新星アンドレア・バッティストーニ、まるで若きサイモン・ラトルを彷彿させた。その指揮ぶりは、若き肉体の躍動、流麗かつダイナミックであり、アニマル的とまでさえ言える野性味に溢れたものであった。それでいてその卓越したタクトさばき、個性的で、美的で、一方で成熟した匂いも漂わせた。28歳の若き才能の燃焼に魅了された軽井沢大賀ホールは熱気と歓声に包まれ、拍手はいつまでも鳴りやまなかった。
楽員をその気にさせ、オーケストラ全体をまとめて上手く乗せていく技は只者ではない。持ち前の明るさに加えて、まさに天の才が備わっている風に思えた。彼がこの春から東京フィルハーモニー交響楽団の首席客演指揮者に就き、その最初の演奏会でもあった。東京フィルの響きは迫力に満ち、濃厚な響きを随所に見せた。それはバッティストーニのタクトに煽られたということもあるだろうが、それにもまして本来持ち合わせた確固たる実力、安定した着実な演奏ぶりは、さすが日本最古のオーケストラを思わせる立派なものであった。

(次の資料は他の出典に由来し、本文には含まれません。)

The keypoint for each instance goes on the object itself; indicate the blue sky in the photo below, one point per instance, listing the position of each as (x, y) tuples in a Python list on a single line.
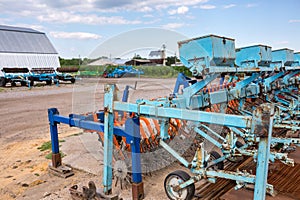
[(78, 27)]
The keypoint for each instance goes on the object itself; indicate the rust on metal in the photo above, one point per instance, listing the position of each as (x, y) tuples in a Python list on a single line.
[(138, 191)]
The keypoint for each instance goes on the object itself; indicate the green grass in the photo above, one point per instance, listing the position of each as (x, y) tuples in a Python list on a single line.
[(149, 71)]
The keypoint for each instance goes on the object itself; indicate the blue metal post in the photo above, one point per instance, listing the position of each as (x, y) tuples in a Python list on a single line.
[(132, 129), (263, 120), (56, 158), (108, 138)]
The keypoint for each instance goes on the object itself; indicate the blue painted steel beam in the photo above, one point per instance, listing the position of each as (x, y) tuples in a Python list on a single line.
[(53, 130), (264, 130), (108, 138), (132, 128), (184, 114)]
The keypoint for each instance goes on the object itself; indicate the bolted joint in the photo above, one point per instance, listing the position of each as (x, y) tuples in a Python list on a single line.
[(261, 120), (138, 191)]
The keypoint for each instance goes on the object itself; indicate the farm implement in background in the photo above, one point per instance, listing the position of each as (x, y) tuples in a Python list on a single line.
[(251, 94)]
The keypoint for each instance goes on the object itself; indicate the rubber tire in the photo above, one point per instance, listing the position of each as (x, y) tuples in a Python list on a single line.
[(215, 155), (238, 144), (184, 176), (31, 83), (2, 82), (49, 82)]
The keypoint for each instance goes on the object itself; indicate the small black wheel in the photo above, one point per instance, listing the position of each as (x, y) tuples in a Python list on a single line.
[(236, 159), (2, 82), (174, 179), (23, 83), (213, 156), (49, 82), (31, 83)]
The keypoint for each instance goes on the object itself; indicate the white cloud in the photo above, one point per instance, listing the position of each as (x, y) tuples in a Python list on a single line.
[(229, 6), (179, 10), (251, 5), (75, 35), (283, 42), (145, 9), (207, 7), (294, 21), (182, 10), (173, 25), (66, 17)]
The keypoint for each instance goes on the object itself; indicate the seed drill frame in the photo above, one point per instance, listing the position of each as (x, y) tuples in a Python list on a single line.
[(272, 76)]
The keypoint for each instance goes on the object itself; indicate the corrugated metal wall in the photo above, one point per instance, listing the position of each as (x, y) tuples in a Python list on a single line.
[(25, 42), (22, 60)]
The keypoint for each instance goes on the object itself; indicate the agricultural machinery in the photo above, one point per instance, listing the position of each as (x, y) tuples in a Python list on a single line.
[(26, 76), (120, 71), (244, 102)]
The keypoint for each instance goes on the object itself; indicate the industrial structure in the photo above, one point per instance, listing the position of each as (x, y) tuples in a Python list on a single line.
[(251, 94), (26, 56)]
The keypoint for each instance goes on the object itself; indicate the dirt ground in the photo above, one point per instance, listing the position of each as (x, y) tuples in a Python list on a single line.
[(24, 127)]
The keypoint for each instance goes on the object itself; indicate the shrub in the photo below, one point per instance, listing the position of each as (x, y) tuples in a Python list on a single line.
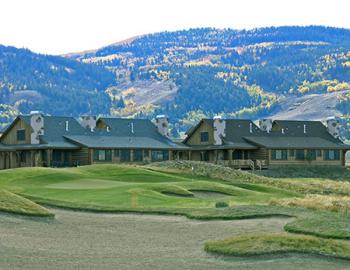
[(221, 205)]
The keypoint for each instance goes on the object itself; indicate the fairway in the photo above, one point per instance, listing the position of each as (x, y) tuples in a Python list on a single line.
[(86, 184), (130, 188), (197, 191)]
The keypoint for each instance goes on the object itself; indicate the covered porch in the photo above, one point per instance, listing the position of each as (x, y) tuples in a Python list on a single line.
[(235, 158)]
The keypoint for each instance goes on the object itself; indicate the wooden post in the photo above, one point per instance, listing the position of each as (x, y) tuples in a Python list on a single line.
[(49, 157), (134, 199), (11, 161), (230, 152)]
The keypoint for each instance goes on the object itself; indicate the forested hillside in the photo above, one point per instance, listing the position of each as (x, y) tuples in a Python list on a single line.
[(53, 84), (188, 74), (238, 73)]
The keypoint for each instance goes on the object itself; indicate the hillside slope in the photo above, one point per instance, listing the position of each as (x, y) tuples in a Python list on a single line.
[(237, 73), (53, 84), (187, 74)]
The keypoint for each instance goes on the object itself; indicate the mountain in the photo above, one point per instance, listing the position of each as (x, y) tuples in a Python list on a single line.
[(193, 73), (236, 73), (52, 84)]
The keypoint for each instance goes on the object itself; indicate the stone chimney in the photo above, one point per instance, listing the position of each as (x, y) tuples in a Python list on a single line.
[(88, 122), (219, 130), (265, 125), (333, 127), (37, 125), (163, 125)]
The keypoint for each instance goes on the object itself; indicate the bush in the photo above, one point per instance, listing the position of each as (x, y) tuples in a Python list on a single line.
[(221, 205)]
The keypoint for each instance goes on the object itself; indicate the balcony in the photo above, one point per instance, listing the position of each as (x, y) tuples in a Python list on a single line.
[(244, 164)]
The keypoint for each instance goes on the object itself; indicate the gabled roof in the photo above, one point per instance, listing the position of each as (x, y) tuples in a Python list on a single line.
[(5, 148), (126, 133), (291, 142), (235, 130), (54, 132), (296, 128), (294, 136)]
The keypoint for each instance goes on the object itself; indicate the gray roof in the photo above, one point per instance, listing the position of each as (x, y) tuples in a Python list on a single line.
[(55, 130), (236, 129), (5, 148), (126, 133), (296, 128)]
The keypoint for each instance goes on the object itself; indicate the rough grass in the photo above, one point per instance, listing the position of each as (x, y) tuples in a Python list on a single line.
[(302, 185), (250, 245), (338, 173), (147, 189), (12, 203), (317, 202)]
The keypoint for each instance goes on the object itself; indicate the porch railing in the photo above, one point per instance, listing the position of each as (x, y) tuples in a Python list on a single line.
[(244, 163)]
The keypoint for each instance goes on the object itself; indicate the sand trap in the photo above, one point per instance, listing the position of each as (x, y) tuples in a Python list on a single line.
[(203, 194), (209, 194), (87, 184), (77, 240)]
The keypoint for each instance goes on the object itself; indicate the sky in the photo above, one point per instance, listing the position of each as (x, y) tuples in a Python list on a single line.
[(64, 26)]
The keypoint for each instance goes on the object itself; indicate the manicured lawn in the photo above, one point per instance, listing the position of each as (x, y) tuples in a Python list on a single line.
[(15, 204), (250, 245), (129, 188), (193, 189)]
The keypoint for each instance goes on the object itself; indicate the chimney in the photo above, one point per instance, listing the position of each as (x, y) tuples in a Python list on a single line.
[(37, 125), (163, 125), (88, 122), (219, 130), (265, 125), (333, 127)]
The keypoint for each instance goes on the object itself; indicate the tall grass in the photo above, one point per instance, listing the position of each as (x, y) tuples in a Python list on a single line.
[(250, 245), (317, 202)]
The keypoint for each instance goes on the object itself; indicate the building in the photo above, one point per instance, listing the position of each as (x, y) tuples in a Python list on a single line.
[(51, 141), (242, 144), (41, 140)]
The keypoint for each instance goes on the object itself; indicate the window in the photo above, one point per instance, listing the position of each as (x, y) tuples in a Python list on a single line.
[(300, 154), (311, 154), (237, 154), (146, 153), (125, 155), (160, 155), (23, 157), (138, 155), (102, 155), (319, 153), (21, 135), (332, 155), (56, 156), (204, 136), (279, 154), (292, 153)]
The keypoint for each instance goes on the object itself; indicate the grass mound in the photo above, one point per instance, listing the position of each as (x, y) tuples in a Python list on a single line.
[(317, 202), (12, 203), (323, 172), (301, 185), (249, 245)]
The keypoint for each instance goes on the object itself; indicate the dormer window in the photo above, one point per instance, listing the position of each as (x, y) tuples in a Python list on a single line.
[(204, 136), (21, 135)]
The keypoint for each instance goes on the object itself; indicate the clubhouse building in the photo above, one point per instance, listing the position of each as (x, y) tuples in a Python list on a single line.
[(52, 141)]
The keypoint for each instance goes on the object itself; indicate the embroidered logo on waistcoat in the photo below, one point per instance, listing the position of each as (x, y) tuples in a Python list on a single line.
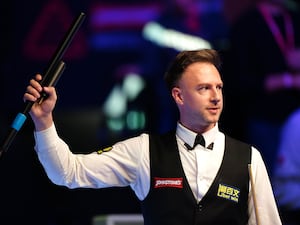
[(228, 192), (104, 150), (168, 182)]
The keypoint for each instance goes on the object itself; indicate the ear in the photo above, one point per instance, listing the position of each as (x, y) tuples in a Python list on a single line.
[(177, 96)]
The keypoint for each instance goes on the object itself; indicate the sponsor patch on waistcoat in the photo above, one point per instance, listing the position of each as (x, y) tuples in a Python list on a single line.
[(228, 192), (107, 149), (168, 182)]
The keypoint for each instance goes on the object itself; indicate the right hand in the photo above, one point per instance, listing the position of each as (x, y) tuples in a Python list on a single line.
[(41, 112)]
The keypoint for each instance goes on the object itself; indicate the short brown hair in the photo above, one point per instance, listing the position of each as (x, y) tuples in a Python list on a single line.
[(186, 58)]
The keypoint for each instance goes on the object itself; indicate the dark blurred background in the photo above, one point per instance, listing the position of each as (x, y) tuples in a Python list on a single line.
[(111, 89)]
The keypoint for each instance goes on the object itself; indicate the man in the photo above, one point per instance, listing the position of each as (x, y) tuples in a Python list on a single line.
[(178, 181)]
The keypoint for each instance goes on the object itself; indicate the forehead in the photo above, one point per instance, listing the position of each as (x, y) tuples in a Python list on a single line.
[(202, 71)]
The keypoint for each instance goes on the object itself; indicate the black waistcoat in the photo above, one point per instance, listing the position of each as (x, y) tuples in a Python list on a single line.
[(170, 200)]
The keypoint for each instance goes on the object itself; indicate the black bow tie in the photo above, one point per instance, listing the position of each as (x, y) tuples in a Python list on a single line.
[(199, 140)]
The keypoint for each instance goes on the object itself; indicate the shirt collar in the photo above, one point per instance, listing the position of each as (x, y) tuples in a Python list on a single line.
[(188, 136)]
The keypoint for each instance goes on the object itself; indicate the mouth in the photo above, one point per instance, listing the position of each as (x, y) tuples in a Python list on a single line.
[(214, 110)]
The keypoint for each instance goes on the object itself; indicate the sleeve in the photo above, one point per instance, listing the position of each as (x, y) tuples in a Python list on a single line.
[(114, 166), (266, 205)]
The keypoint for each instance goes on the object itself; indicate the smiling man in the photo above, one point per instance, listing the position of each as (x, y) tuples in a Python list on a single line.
[(194, 174)]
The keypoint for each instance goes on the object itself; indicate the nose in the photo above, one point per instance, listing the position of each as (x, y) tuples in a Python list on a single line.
[(216, 95)]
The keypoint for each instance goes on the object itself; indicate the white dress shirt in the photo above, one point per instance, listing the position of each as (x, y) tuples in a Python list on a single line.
[(127, 163)]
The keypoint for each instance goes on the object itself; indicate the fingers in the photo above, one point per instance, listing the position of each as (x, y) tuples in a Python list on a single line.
[(34, 89)]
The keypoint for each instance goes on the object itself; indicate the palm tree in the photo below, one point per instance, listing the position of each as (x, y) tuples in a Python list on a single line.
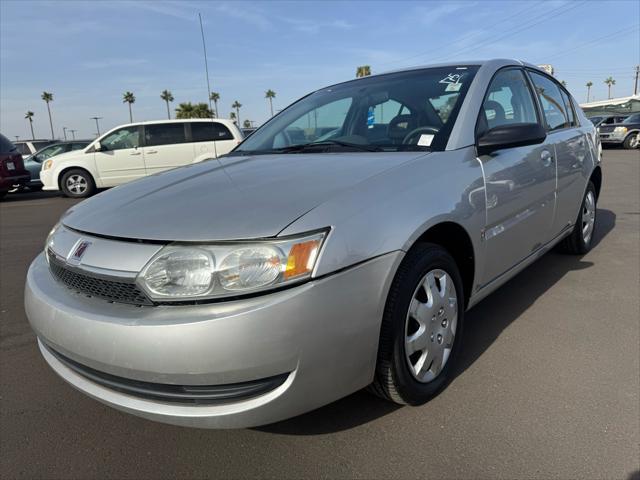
[(128, 97), (48, 97), (189, 110), (237, 106), (29, 116), (214, 97), (610, 82), (363, 71), (270, 95), (167, 97)]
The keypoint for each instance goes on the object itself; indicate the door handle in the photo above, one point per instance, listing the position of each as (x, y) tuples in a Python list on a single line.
[(546, 158)]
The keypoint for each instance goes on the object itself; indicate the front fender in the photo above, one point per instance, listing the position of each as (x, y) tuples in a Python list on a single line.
[(390, 211)]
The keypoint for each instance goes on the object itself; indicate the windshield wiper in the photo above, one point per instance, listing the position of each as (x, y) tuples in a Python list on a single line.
[(314, 146)]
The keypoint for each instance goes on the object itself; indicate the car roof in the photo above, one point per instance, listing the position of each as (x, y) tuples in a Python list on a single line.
[(179, 120)]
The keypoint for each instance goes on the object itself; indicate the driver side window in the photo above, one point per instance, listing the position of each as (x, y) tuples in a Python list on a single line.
[(126, 137), (509, 101)]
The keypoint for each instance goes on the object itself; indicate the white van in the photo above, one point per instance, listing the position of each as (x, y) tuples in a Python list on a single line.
[(136, 150)]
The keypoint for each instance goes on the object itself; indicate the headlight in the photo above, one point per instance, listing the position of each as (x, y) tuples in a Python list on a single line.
[(193, 272)]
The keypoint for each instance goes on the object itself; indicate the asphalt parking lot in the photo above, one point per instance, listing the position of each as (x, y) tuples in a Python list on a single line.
[(549, 383)]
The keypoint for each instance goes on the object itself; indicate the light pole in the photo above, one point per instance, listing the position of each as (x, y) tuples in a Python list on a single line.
[(97, 126)]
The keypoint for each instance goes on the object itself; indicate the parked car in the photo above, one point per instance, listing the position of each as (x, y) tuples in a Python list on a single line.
[(625, 133), (607, 119), (12, 171), (303, 267), (248, 131), (135, 150), (33, 163), (29, 147)]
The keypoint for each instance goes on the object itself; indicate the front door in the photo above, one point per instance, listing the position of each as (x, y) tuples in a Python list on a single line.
[(520, 182), (120, 158)]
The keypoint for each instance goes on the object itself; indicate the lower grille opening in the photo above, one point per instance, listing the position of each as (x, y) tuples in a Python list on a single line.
[(193, 394)]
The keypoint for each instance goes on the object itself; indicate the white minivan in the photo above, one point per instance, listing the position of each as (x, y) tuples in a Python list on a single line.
[(135, 150)]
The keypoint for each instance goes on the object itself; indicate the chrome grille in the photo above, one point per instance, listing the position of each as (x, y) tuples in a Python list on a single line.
[(119, 291)]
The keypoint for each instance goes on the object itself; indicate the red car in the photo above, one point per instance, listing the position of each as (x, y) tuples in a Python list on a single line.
[(12, 171)]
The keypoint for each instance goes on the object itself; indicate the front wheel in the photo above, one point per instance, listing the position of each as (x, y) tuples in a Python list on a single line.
[(421, 328), (77, 183)]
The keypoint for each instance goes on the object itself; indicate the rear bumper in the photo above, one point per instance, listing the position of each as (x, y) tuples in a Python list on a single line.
[(323, 336)]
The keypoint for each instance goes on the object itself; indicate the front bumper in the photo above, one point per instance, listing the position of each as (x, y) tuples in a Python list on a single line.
[(322, 334), (7, 183)]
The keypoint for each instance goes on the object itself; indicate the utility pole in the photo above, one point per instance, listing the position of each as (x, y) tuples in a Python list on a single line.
[(206, 65), (97, 126)]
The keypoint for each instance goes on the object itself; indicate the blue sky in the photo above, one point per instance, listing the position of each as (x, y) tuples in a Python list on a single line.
[(89, 53)]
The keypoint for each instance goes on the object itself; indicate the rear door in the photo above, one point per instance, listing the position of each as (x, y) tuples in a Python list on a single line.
[(166, 147), (211, 138), (569, 144), (120, 158), (520, 182)]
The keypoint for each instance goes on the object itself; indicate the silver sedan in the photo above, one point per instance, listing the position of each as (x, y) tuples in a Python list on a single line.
[(338, 247)]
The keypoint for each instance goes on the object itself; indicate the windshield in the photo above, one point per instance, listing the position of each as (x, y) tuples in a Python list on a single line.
[(412, 110)]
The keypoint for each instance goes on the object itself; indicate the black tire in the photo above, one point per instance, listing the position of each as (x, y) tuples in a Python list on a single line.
[(394, 380), (631, 141), (575, 244), (88, 186)]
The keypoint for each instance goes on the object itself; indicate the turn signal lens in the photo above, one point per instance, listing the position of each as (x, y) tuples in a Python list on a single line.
[(302, 258)]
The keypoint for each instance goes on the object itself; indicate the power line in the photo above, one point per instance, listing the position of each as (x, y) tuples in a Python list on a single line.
[(531, 23), (461, 39), (630, 28)]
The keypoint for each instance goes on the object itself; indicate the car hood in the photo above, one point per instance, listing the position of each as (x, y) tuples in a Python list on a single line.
[(236, 197)]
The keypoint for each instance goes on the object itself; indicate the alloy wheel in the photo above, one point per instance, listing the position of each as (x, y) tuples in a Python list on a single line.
[(77, 184), (430, 325)]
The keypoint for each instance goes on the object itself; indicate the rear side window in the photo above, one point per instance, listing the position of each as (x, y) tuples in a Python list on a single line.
[(552, 103), (164, 134), (209, 131), (6, 146), (509, 100), (22, 148)]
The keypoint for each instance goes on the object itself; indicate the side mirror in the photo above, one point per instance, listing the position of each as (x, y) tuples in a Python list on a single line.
[(510, 136)]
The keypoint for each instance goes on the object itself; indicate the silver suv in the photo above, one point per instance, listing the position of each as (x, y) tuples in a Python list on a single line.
[(337, 247)]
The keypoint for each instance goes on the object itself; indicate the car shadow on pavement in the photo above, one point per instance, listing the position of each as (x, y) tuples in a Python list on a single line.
[(484, 323), (29, 195)]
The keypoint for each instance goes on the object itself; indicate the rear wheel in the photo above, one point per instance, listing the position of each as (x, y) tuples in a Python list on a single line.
[(77, 183), (632, 141), (421, 328), (580, 240)]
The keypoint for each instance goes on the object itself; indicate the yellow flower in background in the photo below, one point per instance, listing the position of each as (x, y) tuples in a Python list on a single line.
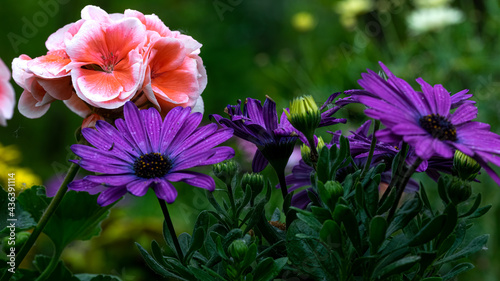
[(303, 21), (10, 156), (350, 9), (431, 3)]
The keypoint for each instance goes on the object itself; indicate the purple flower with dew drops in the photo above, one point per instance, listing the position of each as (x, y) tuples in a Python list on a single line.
[(424, 119), (145, 152)]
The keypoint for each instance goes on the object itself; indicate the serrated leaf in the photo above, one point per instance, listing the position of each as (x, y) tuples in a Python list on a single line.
[(429, 231), (155, 266), (61, 272), (460, 268), (79, 215), (474, 246), (378, 227), (309, 256), (397, 267), (405, 214)]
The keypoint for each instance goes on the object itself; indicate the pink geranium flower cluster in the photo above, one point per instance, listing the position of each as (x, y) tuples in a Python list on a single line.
[(104, 60)]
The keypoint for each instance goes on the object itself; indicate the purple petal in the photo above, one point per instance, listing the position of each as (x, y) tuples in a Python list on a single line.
[(194, 179), (270, 115), (466, 112), (111, 195), (140, 186), (259, 162), (165, 191), (135, 126), (112, 180), (152, 123), (443, 100)]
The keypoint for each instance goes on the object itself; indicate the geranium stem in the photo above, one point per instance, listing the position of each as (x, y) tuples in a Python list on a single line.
[(376, 125), (397, 174), (73, 170), (402, 186), (171, 229)]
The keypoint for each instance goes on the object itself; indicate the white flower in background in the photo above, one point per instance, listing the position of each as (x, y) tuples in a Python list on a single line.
[(431, 3), (349, 9), (429, 19)]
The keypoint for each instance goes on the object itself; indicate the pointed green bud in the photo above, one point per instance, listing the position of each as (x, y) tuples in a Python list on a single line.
[(238, 250), (458, 190), (330, 192), (255, 181), (225, 170), (304, 115), (464, 167)]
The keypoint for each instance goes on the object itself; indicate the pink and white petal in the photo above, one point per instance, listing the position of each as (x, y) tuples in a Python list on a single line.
[(77, 105), (56, 39), (27, 106), (95, 86), (52, 65), (95, 13), (167, 54), (165, 191), (124, 36), (60, 88), (20, 72), (88, 46)]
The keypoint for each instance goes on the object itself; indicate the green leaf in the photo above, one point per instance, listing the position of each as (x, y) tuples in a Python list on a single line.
[(80, 217), (397, 267), (474, 207), (480, 212), (154, 265), (460, 268), (34, 201), (331, 235), (378, 227), (450, 223), (96, 277), (23, 219), (268, 268), (310, 220), (474, 246), (61, 272), (308, 255), (405, 214), (345, 215), (429, 231)]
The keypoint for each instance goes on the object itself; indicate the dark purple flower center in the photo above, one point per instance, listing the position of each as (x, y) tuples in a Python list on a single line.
[(439, 127), (152, 165)]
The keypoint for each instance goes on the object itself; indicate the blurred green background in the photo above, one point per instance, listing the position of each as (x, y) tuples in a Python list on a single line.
[(253, 48)]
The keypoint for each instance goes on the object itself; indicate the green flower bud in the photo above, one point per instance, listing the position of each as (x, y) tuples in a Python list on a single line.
[(330, 192), (304, 115), (464, 167), (238, 250), (255, 181), (458, 190), (226, 170)]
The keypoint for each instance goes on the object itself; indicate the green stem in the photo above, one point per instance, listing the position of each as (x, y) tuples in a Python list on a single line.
[(73, 170), (397, 174), (376, 125), (52, 265), (402, 186), (171, 229)]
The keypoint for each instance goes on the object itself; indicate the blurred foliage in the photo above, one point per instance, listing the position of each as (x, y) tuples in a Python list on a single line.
[(278, 48)]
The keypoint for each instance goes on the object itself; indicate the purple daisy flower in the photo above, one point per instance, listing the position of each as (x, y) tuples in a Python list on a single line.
[(424, 119), (145, 152), (259, 125)]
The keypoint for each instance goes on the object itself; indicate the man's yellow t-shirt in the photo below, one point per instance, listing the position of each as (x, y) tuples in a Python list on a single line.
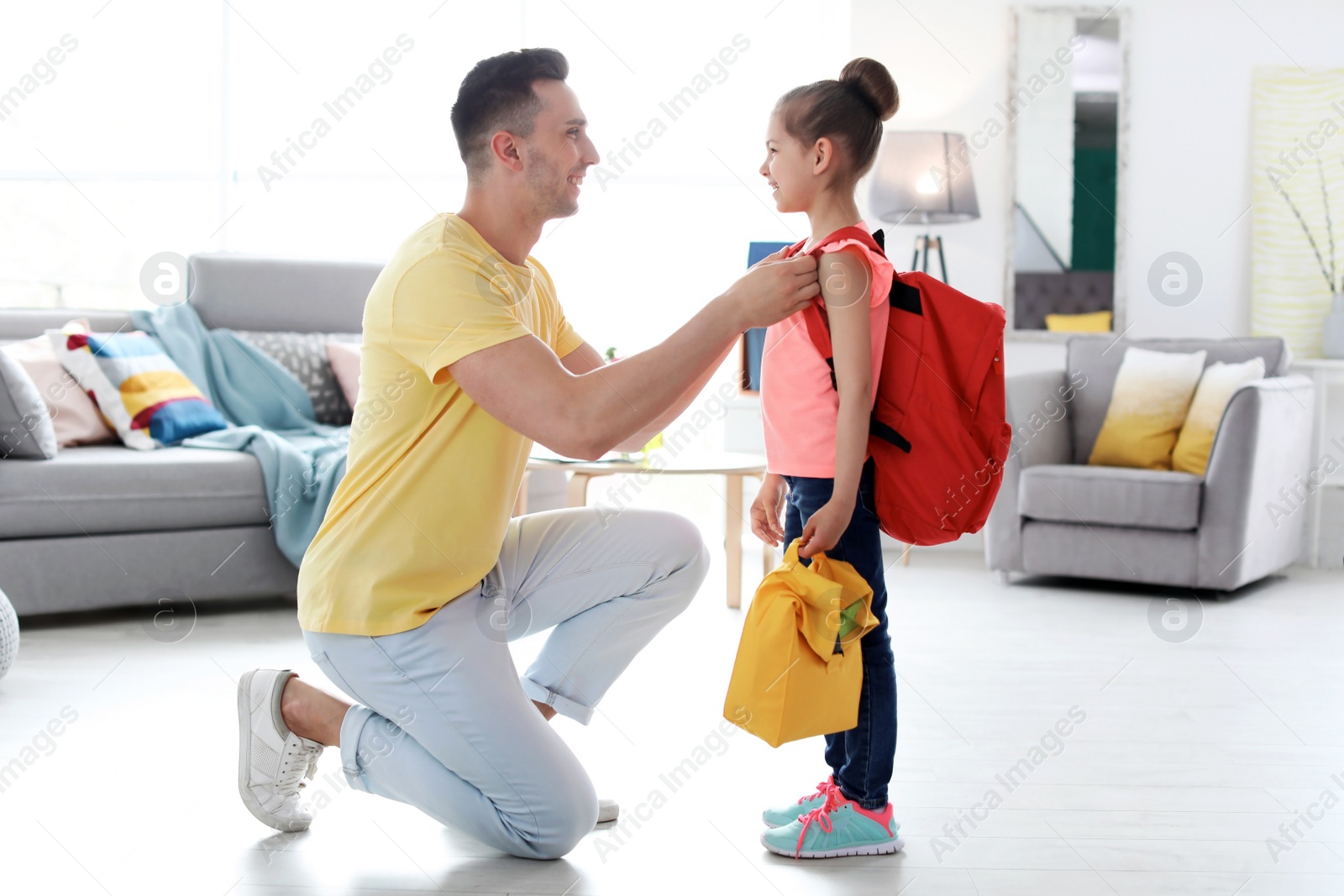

「アルルの女」の出だし、管が味気ない平凡な音を発して、オヤっと思ったが、それはほんの少しの心配事に終った。「アルルの女」はまずい演奏だと、ごく平凡で、表面をなぞるだけの通俗的音楽に堕してしまう恐れがある。でもバッティストーニと東京フィルの音楽は、音の隅々まで心を配り、リズム感に長け、決して甘味になり過ぎず、緊張感と適度な抑制の下に繰り広げられた。各独奏者の自信に満ちた演奏ぶりは、ふと海外のメジャーオーケストラにも似た風格さえ感じさせた。
チャイコフスキー5番がまた凄かった。あの800席足らずのこじんまりとしたホールで、舞台からこぼれんばかりに溢れた楽員から奏でられる音色は、大音響のなかにも実に清廉としていて、制御の利いた上質な響きであった。弦が素晴らしい。
バッティストーニは逞しく発達した上半身をひっきりなしに左右上下にくねらせ、両手は天を突き、両足は時として軽く飛び跳ねる、まるでバーンスタインばりであるが、それも決して誇張されたものでなく、身体の奥から湧き出るような自然の動きであった。彼を生んだヴェローナは中世の香りが残されたイタリア西部の町で、シェイクスピアの戯曲『ロミオとジュリエット』の舞台としても知られるところである。そうか、彼もまたイタリア人指揮者なのであった。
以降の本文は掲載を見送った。